# Flood of cheap rentals at Morritts



## Floridaski (Jul 3, 2007)

Does anyone know what the deal is with the flood of super cheap rentals at Morritts recently?  There were about 20 units listed by the same company on red week for $39 to $50 dollars per night.  Perhaps it is Morritts dumping the unused weeks - not sure what is going on.  

We sometimes rent our week and it is normally a February or March week that we rent.  I have never had any trouble renting it out, but this dumping practice worries me.  We own 3 weeks and we also own Hyatt points, so we cannot always use all the weeks.  I have never really worried about it, since I list the unused weeks one year out for rental.  Since I list them so early, we can always get the renter the winter week they desire.  Hopefully this will continue to work.  But, if they start to dump cheap winter weeks - I may have to join the exodus and dump some of my Morritt time.  I really did not want to do this, but I am not going to lose money on MF's!

If anyone knows what is behind the rental dump - let us know.


----------



## winger (Jul 3, 2007)

Floridaski said:


> Does anyone know what the deal is with the flood of super cheap rentals at Morritts recently?  There were about 20 units listed by the same company on red week for $39 to $50 dollars per night.  Perhaps it is Morritts dumping the unused weeks - not sure what is going on.
> 
> We sometimes rent our week and it is normally a February or March week that we rent.  I have never had any trouble renting it out, but this dumping practice worries me.  We own 3 weeks and we also own Hyatt points, so we cannot always use all the weeks.  I have never really worried about it, since I list the unused weeks one year out for rental.  Since I list them so early, we can always get the renter the winter week they desire.  Hopefully this will continue to work.  But, if they start to dump cheap winter weeks - I may have to join the exodus and dump some of my Morritt time.  I really did not want to do this, but I am not going to lose money on MF's!
> 
> If anyone knows what is behind the rental dump - let us know.


what dates are you seeing these 'cheap' rentals?


----------



## chellej (Jul 3, 2007)

Did you notice this last line:   RCI members cannot trade into 2082 or 5930 if they have been to either in the last 4 years.

Is it possible it is somehow related to RCI?


----------



## Floridaski (Jul 3, 2007)

No this does appear to have anything at all to do with RCI one in four rules.

It appears to be an agency rental dump for August to December 2007.  The units are renting for 50 to 60 dollars per night.  It appears that there are not ANY restrictions on who, or when they were at the resort last.

The web link is www.redweek.com/resort/P53 and the cheap rentals are down towards the bottom of the rental section.  I hope this is a one time dump and I do not recognize the agency.  I do not think they are part of Morritts - but who knows!  

If anyone knows what is up with this - let us know.


----------



## Floridaski (Jul 3, 2007)

*I stand corrected*

Well,

It does say on the last line of the "fine print" of details that RCI members cannot exchange more then once in four years.  

So, perhaps I have answered my own question.  Perhaps it does not have a relationship with Morritts - but with RCI.  Does anyone think this is an RCI outside booking agency?  It would be really weird for Morritts to do this - RCI not anything the do surprises me.  RCI wonders why I will not deposit my weeks with them!

Not sure how they would enforce the RCI rule since this appears to be an independent agency.  Very odd!


----------



## jerseygirl (Jul 3, 2007)

There were a bunch of weeks available on snap travel this past weekend ..


----------



## johnmfaeth (Jul 4, 2007)

These guys are getting RCI spacebanks and dumping them.

Thanks RCI, we appreciate getting the short end of the stick yet again...


----------



## Pat H (Jul 4, 2007)

How would this third party company know if you were an RCI member?
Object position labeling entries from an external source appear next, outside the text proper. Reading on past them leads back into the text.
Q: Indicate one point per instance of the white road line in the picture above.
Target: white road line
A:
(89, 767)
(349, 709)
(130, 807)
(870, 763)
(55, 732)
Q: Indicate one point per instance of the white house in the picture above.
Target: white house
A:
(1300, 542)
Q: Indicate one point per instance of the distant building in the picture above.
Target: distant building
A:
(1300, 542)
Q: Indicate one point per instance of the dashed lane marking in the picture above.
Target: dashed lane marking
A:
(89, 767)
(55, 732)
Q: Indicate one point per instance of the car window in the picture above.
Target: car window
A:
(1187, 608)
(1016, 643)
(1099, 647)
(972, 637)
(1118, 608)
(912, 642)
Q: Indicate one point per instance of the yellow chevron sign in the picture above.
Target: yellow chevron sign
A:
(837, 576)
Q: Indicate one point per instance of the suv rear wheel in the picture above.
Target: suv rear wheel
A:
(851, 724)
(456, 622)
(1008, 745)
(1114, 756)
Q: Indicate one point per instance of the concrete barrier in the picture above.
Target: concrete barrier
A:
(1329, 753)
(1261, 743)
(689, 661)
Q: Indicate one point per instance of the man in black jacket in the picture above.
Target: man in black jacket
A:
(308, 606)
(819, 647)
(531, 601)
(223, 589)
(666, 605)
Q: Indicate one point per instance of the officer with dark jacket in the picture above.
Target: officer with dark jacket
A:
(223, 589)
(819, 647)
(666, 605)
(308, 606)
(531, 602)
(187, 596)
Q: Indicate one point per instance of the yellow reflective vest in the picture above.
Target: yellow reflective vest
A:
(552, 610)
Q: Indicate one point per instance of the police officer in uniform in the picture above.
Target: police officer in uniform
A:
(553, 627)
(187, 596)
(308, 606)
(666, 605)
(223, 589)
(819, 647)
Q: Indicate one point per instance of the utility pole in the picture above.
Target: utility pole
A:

The 1 in 4/5 goes by account number not name.


----------



## johnmfaeth (Jul 4, 2007)

You could call them tomorrow and rent 10 weeks at once. This is RCI's new scam of taking choice deposits and spacebanks and selling them through rental co's and travel agents.


----------



## Carolinian (Jul 4, 2007)

jerseygirl said:


> There were a bunch of weeks available on snap travel this past weekend ..



Snaptravel is a well known RCI rental front.

I wonder how many people are trying to trade into Morritts and cannot do it?

Has anyone who owns at Morritts complained to Morritts about these cheap RCI rentals and pointed out how this hurts their business?


----------



## timeos2 (Jul 4, 2007)

*Where are they coming from?*

It is interesting that someone had to put all those weeks in for RCI to offer them. I just checked both weeks & points in RCI for the same dates that show up on the Snap Travel site - ZERO hits.  A developer deposit? Or are there that many suckers trading weeks for cruises and they all happen to be from Morritts? Only the secret society of RCI knows for sure.


----------



## johnmfaeth (Jul 5, 2007)

It is a known fact that Morritt's does big spacebanks. I believe it is part of their agreement with RCI to give banked weeks in 2005 and 2006 to oceanfront owners whose physical units were destroyed/damaged while making them pay their full MF's.


----------



## lawren2 (Jul 5, 2007)

johnmfaeth said:


> It is a known fact that Morritt's does big spacebanks. I believe it is part of their agreement with RCI to give banked weeks in 2005 and 2006 to oceanfront owners whose physical units were destroyed/damaged while making them pay their full MF's.



and now I will take a BIG STEP BACK and post some simple observations.

Morritts does indeed bulkbank. Usually but not always <we had a surprise for 2009 a little while ago> they will deposit an entire year of units approximately 16 months prior to January. As an example I booked my March 2008 in October 2006:

Exhibit A from my RCI Confirmation

MORRITT'S GRAND RESORT 
P.O. Box 496 GT 
345/947-7449  

Confirmation Information 
Transaction Date: *10/03/2006 *
Check-In: *03/16/2008   *04:00 PM  
Unit #: 2BEDROOM 
Maximum Occupancy: 6 
Private Occupancy: 6 
Unit Size: 2 
Kitchen: Full 

and yes the above is for Grand but both Tortuga and Grand tend to show up around the same time give or take 30 to 45 days. I could get exact dates if called to do so.

The current weeks that are renting so cheap on Redweek and at other outlets are 2007. Those weeks were deposited sometime in late 2005 as the Jan thru July weeks were reported on Aug 1, 2005.

Exhibit B
http://www.timeshareforums.com/foru...nk-morritts-tortuga-jan-thru-july-2007-a.html

How they come about as cheap rentals at this time is a mystery to me BUT Morritts has already deposited the prime 2009 weeks in Bulk.

There have also been tons of ebay sales for Tortuga units that came with 2007 usage and maintenance fees. This may be a seller of those units looking to make some money/ any money on this liability.

Just thought I'd bring up the discrepency. I am no friend of RCI.


----------